I must admit that this whole thread confuses me. I've tried to read the entire thread a couple of times
This is what I know.
It's probably a very good idea to keep your /tmp mounted as a tmpfs (ramdisk). It's a filesystem meant for temporary files, and it typically doesn't get big, on my system right now after a weeks uptime 304MB. On my system it's taken care of the distro (archlinux), I have no /etc/fstab entry for it. The mount command shows this: tmpfs on /tmp type tmpfs (rw,nosuid,nodev)

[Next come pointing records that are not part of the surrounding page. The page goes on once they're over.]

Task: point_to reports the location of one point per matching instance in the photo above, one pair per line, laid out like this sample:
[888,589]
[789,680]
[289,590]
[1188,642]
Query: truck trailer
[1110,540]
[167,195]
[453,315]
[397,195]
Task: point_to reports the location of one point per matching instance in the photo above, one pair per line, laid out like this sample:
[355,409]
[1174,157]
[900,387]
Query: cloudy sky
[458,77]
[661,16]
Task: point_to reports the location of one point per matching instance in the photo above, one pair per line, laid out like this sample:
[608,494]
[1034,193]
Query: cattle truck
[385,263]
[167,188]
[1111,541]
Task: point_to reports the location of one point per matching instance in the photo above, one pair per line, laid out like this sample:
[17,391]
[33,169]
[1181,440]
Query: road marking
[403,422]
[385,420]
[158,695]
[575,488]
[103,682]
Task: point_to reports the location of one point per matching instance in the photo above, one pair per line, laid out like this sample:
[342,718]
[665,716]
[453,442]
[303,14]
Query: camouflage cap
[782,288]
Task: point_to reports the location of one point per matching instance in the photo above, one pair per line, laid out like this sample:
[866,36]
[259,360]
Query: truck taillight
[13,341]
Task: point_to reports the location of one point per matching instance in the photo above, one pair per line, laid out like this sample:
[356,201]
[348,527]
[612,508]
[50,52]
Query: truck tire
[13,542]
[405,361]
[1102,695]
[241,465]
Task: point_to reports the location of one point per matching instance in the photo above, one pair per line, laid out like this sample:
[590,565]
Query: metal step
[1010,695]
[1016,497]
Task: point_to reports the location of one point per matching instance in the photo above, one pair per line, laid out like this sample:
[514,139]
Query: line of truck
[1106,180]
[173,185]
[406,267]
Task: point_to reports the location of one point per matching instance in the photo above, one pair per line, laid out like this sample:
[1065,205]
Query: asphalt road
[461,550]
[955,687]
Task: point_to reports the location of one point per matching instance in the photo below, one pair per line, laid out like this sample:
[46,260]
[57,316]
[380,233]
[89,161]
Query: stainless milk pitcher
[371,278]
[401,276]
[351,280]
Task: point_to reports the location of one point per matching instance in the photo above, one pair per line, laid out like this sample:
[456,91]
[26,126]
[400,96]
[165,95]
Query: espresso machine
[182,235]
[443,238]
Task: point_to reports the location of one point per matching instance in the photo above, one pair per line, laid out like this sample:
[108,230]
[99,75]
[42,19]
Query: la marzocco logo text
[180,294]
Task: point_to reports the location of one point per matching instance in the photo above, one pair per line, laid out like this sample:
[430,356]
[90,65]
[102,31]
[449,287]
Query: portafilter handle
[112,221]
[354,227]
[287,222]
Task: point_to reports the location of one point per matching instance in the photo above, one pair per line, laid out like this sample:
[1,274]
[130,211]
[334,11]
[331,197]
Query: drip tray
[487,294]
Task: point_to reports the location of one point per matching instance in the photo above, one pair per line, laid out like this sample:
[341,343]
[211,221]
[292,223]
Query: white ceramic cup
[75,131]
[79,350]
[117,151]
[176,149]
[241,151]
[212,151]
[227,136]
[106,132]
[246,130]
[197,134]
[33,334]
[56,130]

JACK prefers to use /dev/shm, as it's very fast for I/O. Again I have no fstab entry for it as it's taken care of my distro. mount shows: tmpfs on /dev/shm type tmpfs (rw,nosuid,nodev). With JACK and REAPER running it's using 65MB, though a lot of those are leftover files after killing LinVst that also uses it.
IIRC, a tmpf defaults to half available ram, so you can use the size option if you want to make that bigger or smaller.
I think if you use gentoo, then you have to either use some overlay that makes sure this is all done, or you have to make sure to do it yourself
Regarding the realTimeConfigQuickScan script. I get the following "not good". I'll comment after each one:
Code: Select all
Checking CPU Governors... CPU 0: 'powersave' CPU 1: 'powersave' CPU 2: 'powersave' CPU 3: 'powersave' CPU 4: 'powersave' CPU 5: 'powersave' CPU 6: 'powersave' CPU 7: 'powersave' - not good
Set CPU Governors to 'performance' with 'cpufreq-set -c <cpunr> -g performance'
See also: http://linuxmusicians.com/viewtopic.php?f=27&t=844
I use the Intel pstate driver. AFAIK you can't change governor on it. What you can do on most systems is to write 0 as a dword into /dev/cpu_dma_latency and keep the handle open. On my i7-2600k it doesn't seem to make a difference, on my i7-4700HQ quite a lot. This effectively makes the CPUs stay in C0/C1 states.
Code: Select all
Checking swappiness... 60 - not good
** vm.swappiness is larger than 10
set it with '/sbin/sysctl -w vm.swappiness=10'
See also: http://linuxmusicians.com/viewtopic.php?f=27&t=452&start=30#p8916
I've played with swappiness and never found it useful. I still run into occasional "swap storms" when I don't pay attention. The best for me is to kill the browsers every few days to regain ram
Code: Select all
Checking checking sysctl inotify max_user_watches... < 524288 - not good
increase max_user_watches by adding 'fs.inotify.max_user_watches = 524288' to /etc/sysctl.conf and rebooting
For more information, see http://wiki.linuxaudio.org/wiki/system_configuration#sysctlconf
Here I have 8192, should I increase this?
Code: Select all
Checking access to the high precision event timer... not readable - not good
/dev/hpet found, but not readable.
make /dev/hpet readable by the 'audio' group
For more information, see http://wiki.linuxaudio.org/wiki/system_configuration#hardware_timers
Checking access to the real-time clock... not readable - not good
/dev/rtc found, but not readable.
make /dev/rtc readable by the 'audio' group
For more information, see http://wiki.linuxaudio.org/wiki/system_configuration#hardware_timers
Regarding the rtc clock it's most likely not used at all nowadays. cat /proc/interrupts | grep rtc showsthat it's fired exactly once on my system since boot. hpet probably also doesn't have to be accessible by the user as AFAIK JACK uses hrtimers built into the kernel.
Code: Select all
Checking whether you're in the 'audio' group... no - not good
add yourself to the audio group with 'adduser $USER audio'
I don't use an "audio" group at all. The one group I've added to my system is "realtime", and I hope this becomes standard on Archlinux some day. The people behind systemd/policykit/archlinux would prefer that the audio group isn't used to give access to devices, as that breaks how they conceive of multi seat computers.
I think it would be exceedingly hard to make a script like realTimeConfigQuickScan perfect. Maybe best to take it as suggestions and not as the gospel truth.